The Conservatives will not disclose the identity of wealthy supporters who lent the party large sums of money, the party's treasurer has insisted.
Labour wants Mr Cameron to reveal names of past lenders
Jonathan Marland spoke out after Labour published a list of backers who secretly lent the party almost £14m.
"I am not prepared under any circumstances to disclose where the loans come from," he told BBC2's Newsnight programme.
David Cameron says there should be a ban on loans to political parties.
He also outlined plans for a £50,000 limit on donations and for new state funding of political parties in the wake of Labour's loans controversy.
Deputy Prime Minister John Prescott has demanded the Tories follow Labour in revealing details of past lenders.
But Mr Cameron says he will not be "bounced" into revealing the names, adding that it was "very difficult to retrospectively name" past lenders.
Mr Marland says he also sees no reason to follow Labour's example and publish the names of individual lenders.
"Labour are in a very big hole, of course. We are not in the same hole," he told Newsnight.
"They are embroiled in a serious mess relating to promises they have given to people who have lent them money.
"We are not in this mess because we are not in power. We don't have patronage to give and we are not in the same position."
Cash flow considerations
He said all loans to the Conservatives complied with the Political Parties, Elections and Referendums Act.
But he refused to say whether any of the loans came from other countries. Foreign donations are not allowed under the Act, although it does not include loans.

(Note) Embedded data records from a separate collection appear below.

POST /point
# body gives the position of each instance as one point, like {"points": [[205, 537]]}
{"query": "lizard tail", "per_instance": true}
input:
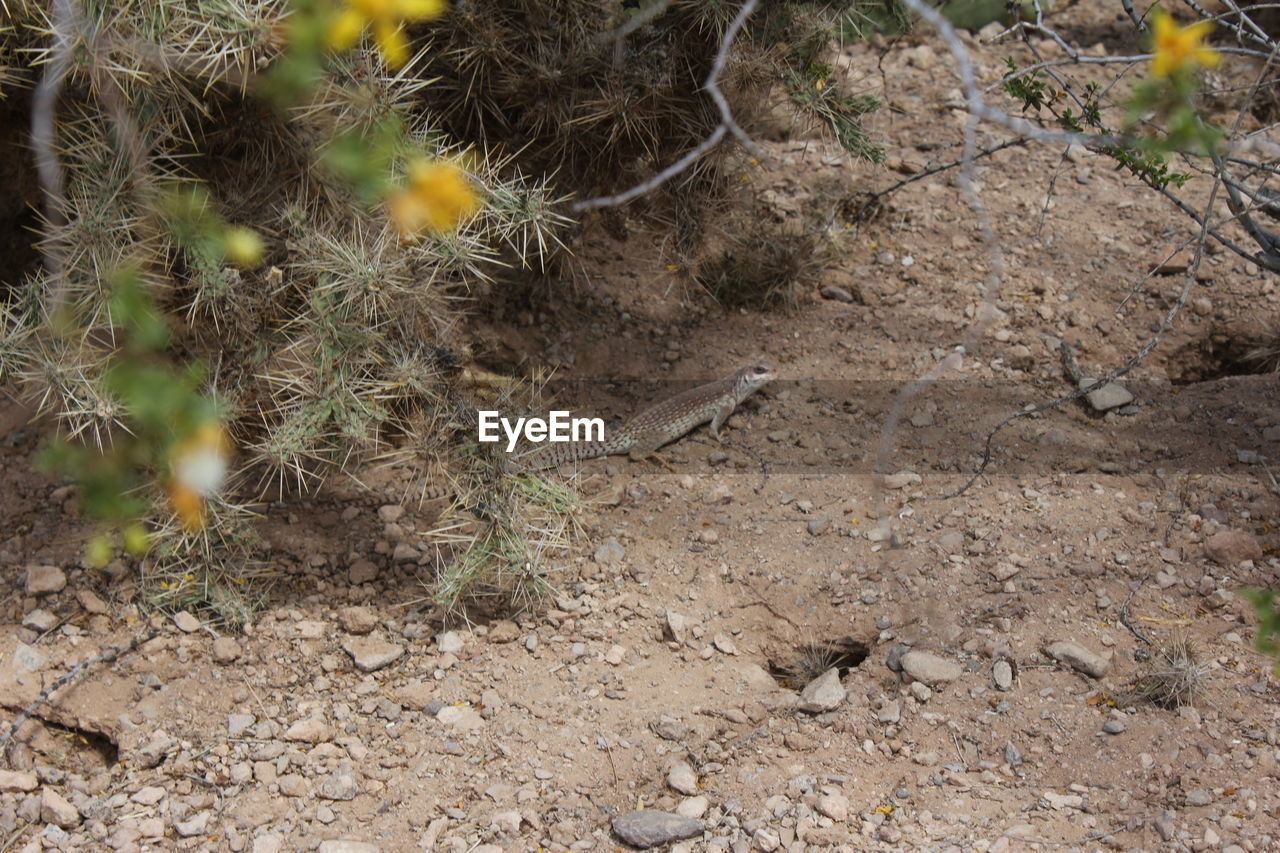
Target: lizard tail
{"points": [[556, 454]]}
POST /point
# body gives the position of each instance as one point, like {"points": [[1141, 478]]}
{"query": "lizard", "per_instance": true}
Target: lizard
{"points": [[664, 422]]}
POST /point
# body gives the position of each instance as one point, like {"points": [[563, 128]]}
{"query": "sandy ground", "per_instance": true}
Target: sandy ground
{"points": [[667, 671]]}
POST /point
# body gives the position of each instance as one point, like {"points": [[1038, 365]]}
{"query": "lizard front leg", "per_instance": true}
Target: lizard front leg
{"points": [[720, 418]]}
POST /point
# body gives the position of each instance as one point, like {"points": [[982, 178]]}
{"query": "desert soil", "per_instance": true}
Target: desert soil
{"points": [[667, 670]]}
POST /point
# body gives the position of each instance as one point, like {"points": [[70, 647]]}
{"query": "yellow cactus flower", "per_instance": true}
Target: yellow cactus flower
{"points": [[437, 197], [197, 466], [387, 18], [136, 538], [99, 551], [1178, 48], [243, 246]]}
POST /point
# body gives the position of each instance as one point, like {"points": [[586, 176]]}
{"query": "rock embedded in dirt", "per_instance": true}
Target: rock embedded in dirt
{"points": [[693, 807], [461, 717], [677, 626], [1079, 658], [357, 620], [894, 661], [309, 730], [195, 825], [903, 479], [609, 553], [225, 649], [40, 620], [237, 724], [371, 653], [833, 804], [42, 580], [649, 828], [824, 693], [1198, 797], [1232, 547], [55, 810], [503, 632], [361, 571], [681, 778], [931, 669], [339, 785], [90, 601], [1107, 397], [346, 845], [1002, 675], [16, 780]]}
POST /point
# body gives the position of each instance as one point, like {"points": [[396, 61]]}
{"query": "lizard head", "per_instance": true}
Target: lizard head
{"points": [[752, 377]]}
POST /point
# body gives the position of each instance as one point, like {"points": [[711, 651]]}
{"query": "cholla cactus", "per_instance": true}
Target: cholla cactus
{"points": [[327, 343]]}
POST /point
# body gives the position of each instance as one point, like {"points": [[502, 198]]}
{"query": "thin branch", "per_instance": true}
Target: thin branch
{"points": [[71, 675]]}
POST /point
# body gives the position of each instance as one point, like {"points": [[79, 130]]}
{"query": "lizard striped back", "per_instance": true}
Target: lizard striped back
{"points": [[663, 422]]}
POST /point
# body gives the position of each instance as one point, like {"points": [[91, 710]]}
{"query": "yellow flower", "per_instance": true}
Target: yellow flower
{"points": [[435, 197], [1178, 48], [242, 246], [387, 18], [197, 466]]}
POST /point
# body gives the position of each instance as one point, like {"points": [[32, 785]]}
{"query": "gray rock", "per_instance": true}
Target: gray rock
{"points": [[1002, 675], [1079, 658], [833, 804], [55, 810], [42, 580], [195, 825], [40, 620], [1232, 547], [609, 553], [225, 649], [650, 828], [836, 293], [339, 785], [238, 724], [1109, 396], [17, 780], [931, 669], [823, 693], [344, 845], [371, 653], [357, 620], [693, 807], [682, 779], [309, 730]]}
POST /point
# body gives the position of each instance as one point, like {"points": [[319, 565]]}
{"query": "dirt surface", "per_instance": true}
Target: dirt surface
{"points": [[666, 673]]}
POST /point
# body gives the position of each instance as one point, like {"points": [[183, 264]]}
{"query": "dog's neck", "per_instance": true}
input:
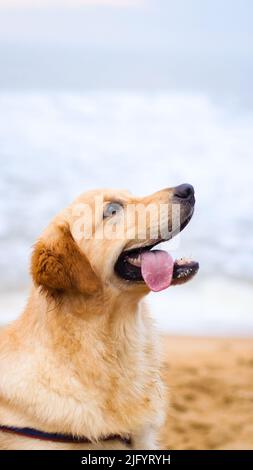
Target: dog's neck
{"points": [[68, 320]]}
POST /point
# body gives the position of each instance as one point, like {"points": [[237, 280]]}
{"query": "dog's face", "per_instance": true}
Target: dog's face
{"points": [[104, 240]]}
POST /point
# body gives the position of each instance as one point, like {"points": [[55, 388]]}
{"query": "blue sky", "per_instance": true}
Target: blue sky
{"points": [[196, 45]]}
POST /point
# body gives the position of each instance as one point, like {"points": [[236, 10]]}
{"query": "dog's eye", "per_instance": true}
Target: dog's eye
{"points": [[112, 209]]}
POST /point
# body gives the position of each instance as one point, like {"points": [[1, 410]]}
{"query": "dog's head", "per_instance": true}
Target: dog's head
{"points": [[105, 240]]}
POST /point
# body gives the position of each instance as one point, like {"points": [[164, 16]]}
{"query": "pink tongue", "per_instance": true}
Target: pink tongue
{"points": [[157, 269]]}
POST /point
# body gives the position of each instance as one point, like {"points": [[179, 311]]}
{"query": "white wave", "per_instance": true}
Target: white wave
{"points": [[56, 145]]}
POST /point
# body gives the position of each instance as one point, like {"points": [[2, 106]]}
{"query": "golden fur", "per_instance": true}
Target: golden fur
{"points": [[83, 357]]}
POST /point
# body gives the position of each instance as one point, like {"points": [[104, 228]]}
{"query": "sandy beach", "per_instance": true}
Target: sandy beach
{"points": [[210, 392]]}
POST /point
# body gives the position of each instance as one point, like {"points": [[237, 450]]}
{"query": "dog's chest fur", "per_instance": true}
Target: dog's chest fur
{"points": [[87, 378]]}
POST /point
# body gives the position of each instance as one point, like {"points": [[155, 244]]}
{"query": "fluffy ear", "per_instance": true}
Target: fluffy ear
{"points": [[59, 265]]}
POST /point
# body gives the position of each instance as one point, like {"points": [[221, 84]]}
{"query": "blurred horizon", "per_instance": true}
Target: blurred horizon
{"points": [[141, 94], [149, 45]]}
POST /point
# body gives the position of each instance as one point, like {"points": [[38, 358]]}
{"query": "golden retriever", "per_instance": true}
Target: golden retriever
{"points": [[80, 368]]}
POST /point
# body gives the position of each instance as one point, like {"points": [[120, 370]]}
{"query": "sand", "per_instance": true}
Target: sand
{"points": [[210, 393]]}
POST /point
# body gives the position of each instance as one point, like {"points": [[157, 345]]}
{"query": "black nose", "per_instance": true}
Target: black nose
{"points": [[184, 192]]}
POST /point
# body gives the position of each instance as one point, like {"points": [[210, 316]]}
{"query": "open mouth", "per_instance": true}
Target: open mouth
{"points": [[155, 268]]}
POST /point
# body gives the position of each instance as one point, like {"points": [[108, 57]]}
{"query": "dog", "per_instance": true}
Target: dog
{"points": [[81, 368]]}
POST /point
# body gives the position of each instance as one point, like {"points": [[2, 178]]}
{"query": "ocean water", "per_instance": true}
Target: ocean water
{"points": [[55, 145]]}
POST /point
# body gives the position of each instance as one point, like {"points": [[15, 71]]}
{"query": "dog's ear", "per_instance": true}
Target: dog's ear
{"points": [[59, 265]]}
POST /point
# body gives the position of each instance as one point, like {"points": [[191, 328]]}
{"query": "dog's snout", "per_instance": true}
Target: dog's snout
{"points": [[184, 192]]}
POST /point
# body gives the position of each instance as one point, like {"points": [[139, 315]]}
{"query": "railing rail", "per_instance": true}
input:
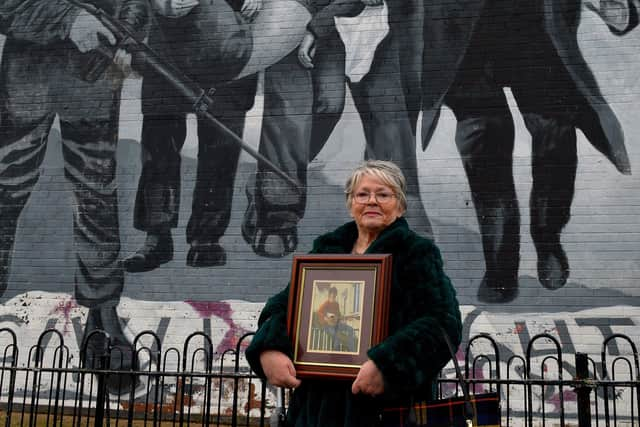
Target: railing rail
{"points": [[195, 386]]}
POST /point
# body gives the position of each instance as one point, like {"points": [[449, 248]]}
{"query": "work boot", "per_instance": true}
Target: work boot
{"points": [[157, 250], [553, 265], [206, 255]]}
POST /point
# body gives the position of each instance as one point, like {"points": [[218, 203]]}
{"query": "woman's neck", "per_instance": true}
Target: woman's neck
{"points": [[364, 240]]}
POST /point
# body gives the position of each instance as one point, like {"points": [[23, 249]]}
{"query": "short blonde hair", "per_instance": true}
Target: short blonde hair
{"points": [[387, 172]]}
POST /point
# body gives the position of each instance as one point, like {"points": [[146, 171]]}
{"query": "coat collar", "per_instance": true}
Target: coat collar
{"points": [[341, 240]]}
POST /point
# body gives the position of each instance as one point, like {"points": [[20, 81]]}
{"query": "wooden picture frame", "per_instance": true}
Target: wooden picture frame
{"points": [[338, 309]]}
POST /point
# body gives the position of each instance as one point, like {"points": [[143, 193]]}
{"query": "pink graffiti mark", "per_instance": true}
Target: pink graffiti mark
{"points": [[64, 308], [223, 310]]}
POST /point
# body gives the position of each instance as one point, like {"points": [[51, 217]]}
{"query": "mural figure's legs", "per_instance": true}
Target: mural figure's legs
{"points": [[36, 85], [485, 145], [274, 207], [213, 193], [549, 102], [329, 90], [485, 139], [23, 149], [89, 130], [379, 98], [158, 198], [554, 164]]}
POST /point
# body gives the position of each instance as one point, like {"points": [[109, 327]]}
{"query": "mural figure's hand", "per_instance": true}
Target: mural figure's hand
{"points": [[279, 369], [307, 49], [369, 380], [250, 9], [372, 2], [122, 59], [85, 32], [174, 8]]}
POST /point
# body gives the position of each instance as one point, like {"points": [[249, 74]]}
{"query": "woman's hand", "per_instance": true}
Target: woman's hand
{"points": [[307, 49], [174, 8], [369, 380], [250, 9], [278, 369]]}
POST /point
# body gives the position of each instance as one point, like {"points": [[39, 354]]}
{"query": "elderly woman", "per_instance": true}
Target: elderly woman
{"points": [[400, 369]]}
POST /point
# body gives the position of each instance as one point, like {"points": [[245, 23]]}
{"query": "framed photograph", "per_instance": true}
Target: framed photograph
{"points": [[338, 309]]}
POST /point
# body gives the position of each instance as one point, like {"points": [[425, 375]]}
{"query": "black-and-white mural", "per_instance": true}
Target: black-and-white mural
{"points": [[124, 208]]}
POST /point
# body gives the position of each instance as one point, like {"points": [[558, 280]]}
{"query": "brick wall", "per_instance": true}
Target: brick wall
{"points": [[601, 238]]}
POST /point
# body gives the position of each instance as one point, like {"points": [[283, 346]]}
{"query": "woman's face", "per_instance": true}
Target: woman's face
{"points": [[376, 213]]}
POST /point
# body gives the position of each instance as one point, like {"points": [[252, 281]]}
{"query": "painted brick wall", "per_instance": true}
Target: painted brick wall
{"points": [[601, 238]]}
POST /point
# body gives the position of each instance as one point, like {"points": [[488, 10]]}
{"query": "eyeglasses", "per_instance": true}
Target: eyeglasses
{"points": [[364, 197]]}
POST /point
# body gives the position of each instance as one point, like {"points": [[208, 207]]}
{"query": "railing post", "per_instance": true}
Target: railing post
{"points": [[583, 390], [101, 396]]}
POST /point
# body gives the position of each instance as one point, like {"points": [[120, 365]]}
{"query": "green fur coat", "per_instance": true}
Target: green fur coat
{"points": [[410, 358]]}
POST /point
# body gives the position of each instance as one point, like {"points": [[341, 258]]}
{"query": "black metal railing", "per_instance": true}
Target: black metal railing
{"points": [[195, 386]]}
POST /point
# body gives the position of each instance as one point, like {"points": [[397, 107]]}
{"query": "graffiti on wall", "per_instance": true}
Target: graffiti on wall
{"points": [[488, 73]]}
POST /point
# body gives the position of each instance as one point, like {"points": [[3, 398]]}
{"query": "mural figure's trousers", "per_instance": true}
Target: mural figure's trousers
{"points": [[36, 83], [379, 99], [158, 199], [485, 138]]}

Ban on all loans unless from financial institutions on fully commercial terms
£50,000 cap on donations
Tax relief on donations up to £3,000
State funding of £1.20p per vote won at general elections for parties with MPs, plus annual payment equal to 60p per vote
New commission to handle honours
Mr Cameron has argued that in future political parties should only be able to borrow from "financial institutions on fully commercial terms" and not individuals.
But Mr Marland said he believed the practice of accepting loans from individuals was very useful.
"It is a very, very good mechanism for us to help our cash flow."
Mr Cameron said under his plans, the numbers of MPs would be cut from 646 to less than 600 to help pay towards the cost of slashing donations to political parties.
The costs of government special advisers and regional government would also be cut to pay for the changes.
Parties with MPs would get £1.20 from the taxpayer for every vote they won at the last general election - plus an annual payment of 60p per vote won.
That would mean Labour and the Tories getting more than £30m and the Lib Dems about £20m over a four-year term.
Mr Cameron said he also wanted the limit on each party's spending at elections to be cut from £20m to £15m.
"We've got to stop this perception that parties can somehow be bought by big donations either from very rich people, or trade unions, or businesses," Mr Cameron told BBC News.
Targeting small donors
There would be tax relief on donations of up to £3,000 under the plans.
The Tories have also received large donations and loans but party officials say they do not know whether any of the Conservative nominees for peerages have lent money to the party.
Mr Cameron says he has not yet nominated anybody for a peerage and wants to focus on proposals for the future rather than defending the past.
He also suggested there should be a new commission, separate from the prime minister, for the honours system and appointments to the House of Lords.
Tony Blair has said he will leave decisions on knighthoods and other honours to the Cabinet secretary but continue to appoint Labour working peers.
The current House of Lords Appointments Commission vets party nominees for peerages but can only raise concerns - Mr Blair has the final say.